3) Sviluppo della rete di clienti e business: qualsiasi avvocato che si rispetti prima o poi vorrà mettersi in proprio. Immaginiamo che abbiate già lo studio e la vostra scrivania in legno di radica. Vi sedete sulla vostra bella poltrona e…non avete i clienti. Come si fa per ampliare la clientela? Il consiglio che mi sento di darvi è di puntare su un business online: siti web ben fatti e aggiornati quotidianamente, utilizzare linkedin o creare un blog. Insomma, tutto ciò che può aiutarvi ad avere visibilità e a crescere la vostra rete di contatti.

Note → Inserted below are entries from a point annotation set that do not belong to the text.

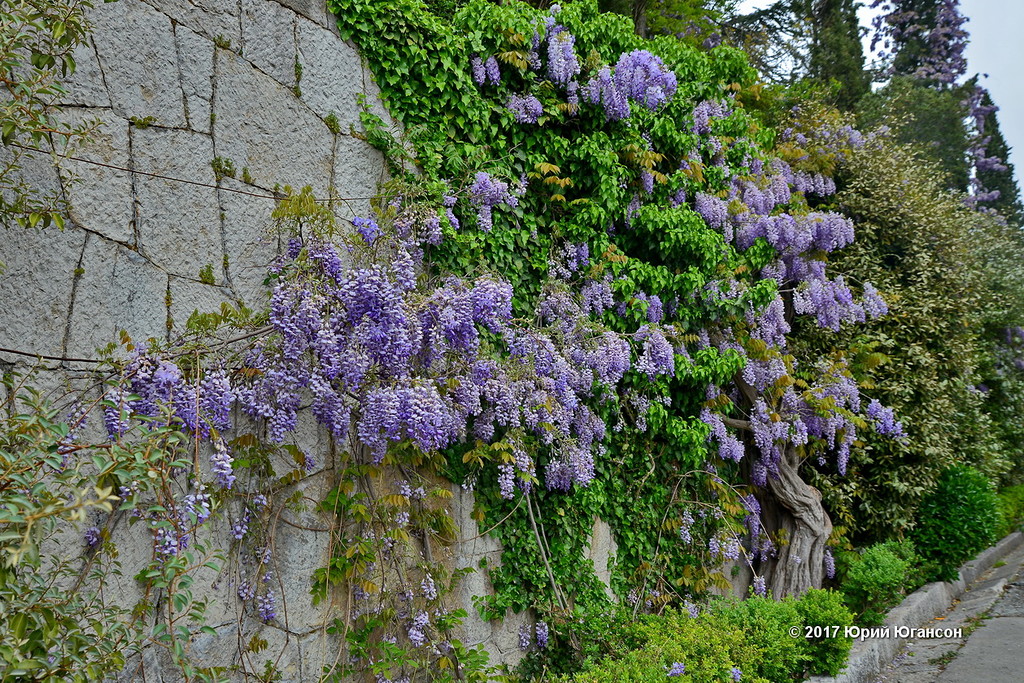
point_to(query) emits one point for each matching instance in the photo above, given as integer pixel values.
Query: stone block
(178, 223)
(213, 18)
(250, 243)
(187, 296)
(261, 125)
(358, 169)
(196, 62)
(36, 288)
(100, 197)
(268, 39)
(118, 289)
(85, 87)
(601, 549)
(283, 650)
(314, 10)
(135, 45)
(332, 74)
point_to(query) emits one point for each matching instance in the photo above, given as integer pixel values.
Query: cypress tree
(998, 176)
(836, 52)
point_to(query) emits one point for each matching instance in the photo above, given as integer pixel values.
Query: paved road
(991, 650)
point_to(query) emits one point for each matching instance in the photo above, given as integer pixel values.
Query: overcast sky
(996, 48)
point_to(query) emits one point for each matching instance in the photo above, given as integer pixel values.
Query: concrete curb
(868, 657)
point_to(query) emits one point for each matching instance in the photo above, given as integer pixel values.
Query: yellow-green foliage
(920, 245)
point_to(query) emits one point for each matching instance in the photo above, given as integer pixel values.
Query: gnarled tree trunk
(794, 507)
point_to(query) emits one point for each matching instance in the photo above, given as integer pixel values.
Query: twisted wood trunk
(794, 507)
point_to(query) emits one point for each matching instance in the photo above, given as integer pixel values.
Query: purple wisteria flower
(526, 109)
(542, 635)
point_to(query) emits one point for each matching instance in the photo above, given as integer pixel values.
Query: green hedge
(754, 636)
(956, 519)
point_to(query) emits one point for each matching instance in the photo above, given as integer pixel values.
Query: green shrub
(956, 519)
(878, 580)
(1011, 510)
(754, 636)
(826, 654)
(766, 625)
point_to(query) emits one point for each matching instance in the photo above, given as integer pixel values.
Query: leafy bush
(1011, 509)
(877, 580)
(753, 637)
(826, 655)
(956, 519)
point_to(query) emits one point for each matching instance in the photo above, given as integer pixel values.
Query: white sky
(996, 48)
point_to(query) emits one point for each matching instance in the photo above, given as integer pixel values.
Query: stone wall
(176, 85)
(184, 90)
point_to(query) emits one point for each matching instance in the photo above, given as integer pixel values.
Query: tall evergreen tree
(836, 52)
(926, 38)
(994, 170)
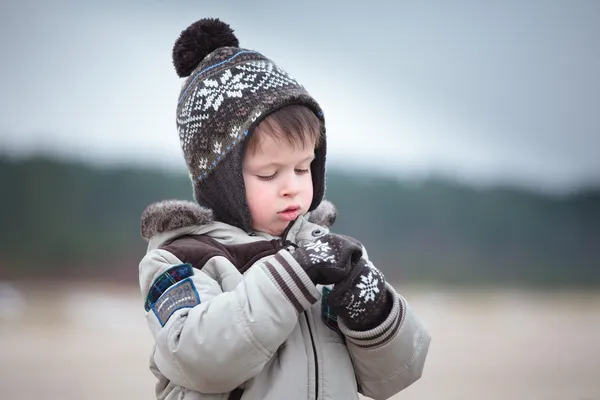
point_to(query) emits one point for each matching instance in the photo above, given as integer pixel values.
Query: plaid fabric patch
(166, 280)
(327, 314)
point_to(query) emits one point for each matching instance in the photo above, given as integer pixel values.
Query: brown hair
(295, 123)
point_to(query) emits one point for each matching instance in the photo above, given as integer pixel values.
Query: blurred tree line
(66, 220)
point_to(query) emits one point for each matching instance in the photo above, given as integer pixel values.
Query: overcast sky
(484, 91)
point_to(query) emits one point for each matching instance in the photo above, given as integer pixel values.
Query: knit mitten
(361, 300)
(328, 259)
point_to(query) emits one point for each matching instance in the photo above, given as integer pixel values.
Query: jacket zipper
(312, 342)
(283, 243)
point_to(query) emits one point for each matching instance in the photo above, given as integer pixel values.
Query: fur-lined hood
(169, 215)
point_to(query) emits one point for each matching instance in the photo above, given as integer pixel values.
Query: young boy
(248, 293)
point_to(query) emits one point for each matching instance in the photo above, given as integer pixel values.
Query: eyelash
(270, 177)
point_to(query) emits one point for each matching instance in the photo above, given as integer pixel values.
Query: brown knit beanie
(228, 91)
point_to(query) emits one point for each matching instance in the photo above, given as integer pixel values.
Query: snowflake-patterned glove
(361, 299)
(329, 259)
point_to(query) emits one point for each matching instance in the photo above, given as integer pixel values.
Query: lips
(290, 213)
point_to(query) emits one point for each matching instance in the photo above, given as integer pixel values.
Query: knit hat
(228, 91)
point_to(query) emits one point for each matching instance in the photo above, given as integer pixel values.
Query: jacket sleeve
(228, 337)
(391, 356)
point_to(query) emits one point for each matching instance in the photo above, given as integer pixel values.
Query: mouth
(290, 213)
(291, 208)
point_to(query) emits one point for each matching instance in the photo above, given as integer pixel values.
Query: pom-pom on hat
(228, 90)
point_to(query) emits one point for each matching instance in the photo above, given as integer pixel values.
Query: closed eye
(266, 177)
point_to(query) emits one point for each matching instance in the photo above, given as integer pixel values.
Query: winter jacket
(233, 315)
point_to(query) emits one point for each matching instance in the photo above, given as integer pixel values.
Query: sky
(485, 92)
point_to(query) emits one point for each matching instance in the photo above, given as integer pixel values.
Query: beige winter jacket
(250, 318)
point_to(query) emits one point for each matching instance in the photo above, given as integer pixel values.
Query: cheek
(307, 191)
(257, 194)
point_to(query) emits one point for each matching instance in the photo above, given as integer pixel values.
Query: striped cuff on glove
(291, 280)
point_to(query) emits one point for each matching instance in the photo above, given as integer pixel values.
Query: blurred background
(464, 151)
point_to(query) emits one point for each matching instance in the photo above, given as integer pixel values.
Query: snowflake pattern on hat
(221, 98)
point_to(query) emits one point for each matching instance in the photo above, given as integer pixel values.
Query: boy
(248, 293)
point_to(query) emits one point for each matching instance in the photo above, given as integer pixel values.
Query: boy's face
(278, 183)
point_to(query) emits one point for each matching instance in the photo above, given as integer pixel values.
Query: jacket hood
(169, 215)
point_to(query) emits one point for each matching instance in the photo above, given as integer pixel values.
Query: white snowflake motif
(355, 308)
(368, 287)
(234, 131)
(203, 163)
(320, 252)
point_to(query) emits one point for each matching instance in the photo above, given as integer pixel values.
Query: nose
(290, 186)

4) Attrazione per la tecnologia: non a caso ho usato il termine attrazione, perché per diventare imprenditori di successo è necessario essere attratti dal digitale, sposarlo e utilizzarlo per migliorare e ottimizzare il lavoro. Gli avvocati spesso si vantano di avere un’arretratezza tecnologica. Oggigiorno la competenza tecnologica è la base per una moderna professione. E l’avvocato è una di quelle professioni in evoluzione. Se non si è in grado di usare la posta elettronica, internet e le opportunità che offre la tecnologia, i clienti non busseranno mai alla vostra porta!

Seguendo queste semplici regole e svegliandovi prima degli altri riuscirete a diventare avvocati di successo? Non possiamo averne la certezza assoluta, ma di sicuro migliorerete di molto la vostra produttività e il vostro business.